水中她的倒影,粼粼晃动,像是水里有一个她在招手,在叫她下来。
她突然明白,其实是她期盼他“介怀”。看到杂志媒体塑造出的他那种古怪可怜的形象,她心里未必没有高兴——她多么重要,她要好好活着,哥哥还生活在痛苦中,等待着她来度脱。
转身看他的房子,白白的,在这翠绿山间,天然有几分海风拂面的清爽感。他其实过得很好,真的很好,人世间所有值得追逐的东西,他都早已收入囊中,甚而已达登峰造极,不论是外貌还是才华,不论是名利还是事业。
她双手抱头,尴尬于自己的“不自量力”——等待着她来度脱?滑稽。
从拯救爱人的英雄,蓦地变为了无名草芥,她陷入迷茫,不知道要去哪里,可以去哪里,接下来要做什么。回香港也不过是在香港迷茫。那么去哪里都好,至少她现在想远离水中泛寒的、不断招手勾引着她的倒影。
沿着盘山路走,无心赏景,就像螺丝钉被一点点旋起来一样,她一圈一圈的远离了他。这一路上,有时候她想,是不是当年和他来了美国,最终也会分手收场;有时候她想,或许他只是和哥哥长得很像,并不是哥哥。
今天不知怎么了,走到山下已是勉强,腿酸得要轮流抬到空中停放来止痛。好在那里凭空出现了一家小咖啡馆——昨天走来乘坐巴士,没有注意到。
凌晨一点,当他在警察局里见到她的时候,她正坐在三楼大厅里的一张单人扶手椅上,低头对着手中的咖啡纸杯发呆,没有发现他的到来。
她穿着一件白色香云纱的旗袍,黑色长发被挽成髻子,斜插一柄牙簪。自小学戏的缘故,她身上有一种古典美人气韵,可作宋词的意象。
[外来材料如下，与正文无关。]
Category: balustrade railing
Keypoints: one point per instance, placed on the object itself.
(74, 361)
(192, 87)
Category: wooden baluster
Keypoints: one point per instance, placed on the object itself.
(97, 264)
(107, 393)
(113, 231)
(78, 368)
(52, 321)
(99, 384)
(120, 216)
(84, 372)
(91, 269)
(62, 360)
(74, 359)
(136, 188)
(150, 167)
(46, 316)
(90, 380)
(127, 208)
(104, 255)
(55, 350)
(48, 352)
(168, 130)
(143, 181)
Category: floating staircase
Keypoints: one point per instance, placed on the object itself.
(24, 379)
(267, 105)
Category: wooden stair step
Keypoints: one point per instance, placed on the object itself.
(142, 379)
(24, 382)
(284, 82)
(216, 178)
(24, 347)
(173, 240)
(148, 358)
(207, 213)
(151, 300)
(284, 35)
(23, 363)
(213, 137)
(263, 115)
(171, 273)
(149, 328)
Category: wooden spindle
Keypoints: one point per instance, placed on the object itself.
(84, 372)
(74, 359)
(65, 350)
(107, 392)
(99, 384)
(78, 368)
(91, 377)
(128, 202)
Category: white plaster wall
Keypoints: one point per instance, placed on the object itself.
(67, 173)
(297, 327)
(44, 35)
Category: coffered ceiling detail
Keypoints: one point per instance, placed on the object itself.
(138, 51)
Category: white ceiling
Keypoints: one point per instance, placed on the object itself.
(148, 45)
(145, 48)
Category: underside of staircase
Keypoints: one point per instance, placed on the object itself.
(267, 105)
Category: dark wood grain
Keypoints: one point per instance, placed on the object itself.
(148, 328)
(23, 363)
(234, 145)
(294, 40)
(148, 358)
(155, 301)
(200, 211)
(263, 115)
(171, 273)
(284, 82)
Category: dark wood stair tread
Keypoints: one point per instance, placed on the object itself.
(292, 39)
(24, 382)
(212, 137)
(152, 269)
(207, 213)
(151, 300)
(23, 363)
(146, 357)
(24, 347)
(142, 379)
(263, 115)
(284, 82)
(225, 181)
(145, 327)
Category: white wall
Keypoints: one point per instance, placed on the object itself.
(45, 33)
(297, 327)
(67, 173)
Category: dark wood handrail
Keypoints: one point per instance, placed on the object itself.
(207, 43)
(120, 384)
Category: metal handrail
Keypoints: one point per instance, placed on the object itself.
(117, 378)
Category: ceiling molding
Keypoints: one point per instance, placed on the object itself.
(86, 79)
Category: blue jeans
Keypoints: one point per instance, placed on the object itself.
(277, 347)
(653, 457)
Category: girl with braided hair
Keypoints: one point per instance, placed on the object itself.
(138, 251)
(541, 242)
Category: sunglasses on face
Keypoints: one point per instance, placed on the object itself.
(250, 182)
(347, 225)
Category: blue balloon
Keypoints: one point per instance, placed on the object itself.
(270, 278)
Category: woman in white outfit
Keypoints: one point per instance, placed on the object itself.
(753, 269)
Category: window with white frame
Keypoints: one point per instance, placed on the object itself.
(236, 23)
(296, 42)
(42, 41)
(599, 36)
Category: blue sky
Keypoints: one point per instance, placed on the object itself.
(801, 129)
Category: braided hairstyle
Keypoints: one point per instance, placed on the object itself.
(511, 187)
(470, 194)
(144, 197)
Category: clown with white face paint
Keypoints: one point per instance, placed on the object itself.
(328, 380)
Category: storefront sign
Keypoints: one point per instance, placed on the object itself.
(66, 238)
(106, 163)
虽然警察向他挥手,示意近前,他却仍然走到了她的身边。
她先见了他的鞋,一点点向上瞧,直瞧见他的英俊面目,立即站起来,垂了头,用气声说,“抱歉,给你添麻烦。”
在那家小咖啡馆,她不幸遇到了枪击案。
那人随意开枪杀了几个人便逃了。警察来时,满地是血,无处落脚,她还躲在桌下没有动。警察抓不到凶手,只得把几位幸存者带到警察局接受调查和心理辅导。
他用指尖在她肩上轻轻点拍了两下,“跟我来。”
二人穿过仍在跑来跑去乱成一团的警官们,在不断“滴滴”作响的通讯机声中,走到那矮矮胖胖的白人警察面前,交谈了起来。
她听不懂他们在说什么。他流利使用另一种语言,侃侃而谈,更让她觉得陌生,因为哥哥是不会这样说话的。盯着他的侧脸和耳垂,想象十年前刚到美国时,完全不会英文的他,是怎么一步一步走到今天。
想不出来。她偏过脸,打算将手里的咖啡杯扔到垃圾桶里。
才挪动了半步,他的手迅疾地抓牢她的手臂,将她拉了回来。他还在和警察说话,是下意识的动作。
又说了句,警察便转身进办公室了。他放开她的前臂,侧身看她,上下打量,她旗袍前襟蹭得灰了,下摆有血迹,鬓发也散乱了些许。
“有没有哪里不舒服?”他问。
一时胖警察拿出文件和笔,二人签过字,便放他们去了。
夜风很清冷,月亮是一条细线。
他们一前一后往停车场走去。
他穿着黑色正装,和她的白色旗袍别是一番相配,似一九四零年代,一对上流社会的男女。
他们站在车前,他不开门,也不说话,只是安静地观察着她。
要开口说什么吗?她双手抱臂,低垂着头,像一个背不出课文的乖学生在愧疚。当子弹在空中乱飞的时候,那一瞬间她确信自己必死无疑了,那时候一切都变得很缓慢,外部世界和内心世界的声音画面,都按下了慢速播放键,她也第一次那么清晰地看到了自己的心愿。
“我本来打算坐巴士去市区买回香港的机票,没想到惹了这场麻烦。”这一天她经历了太多,是站不住了,整个身体斜靠在车上,垂着眼眸道:“无论如何,感谢你来接我。”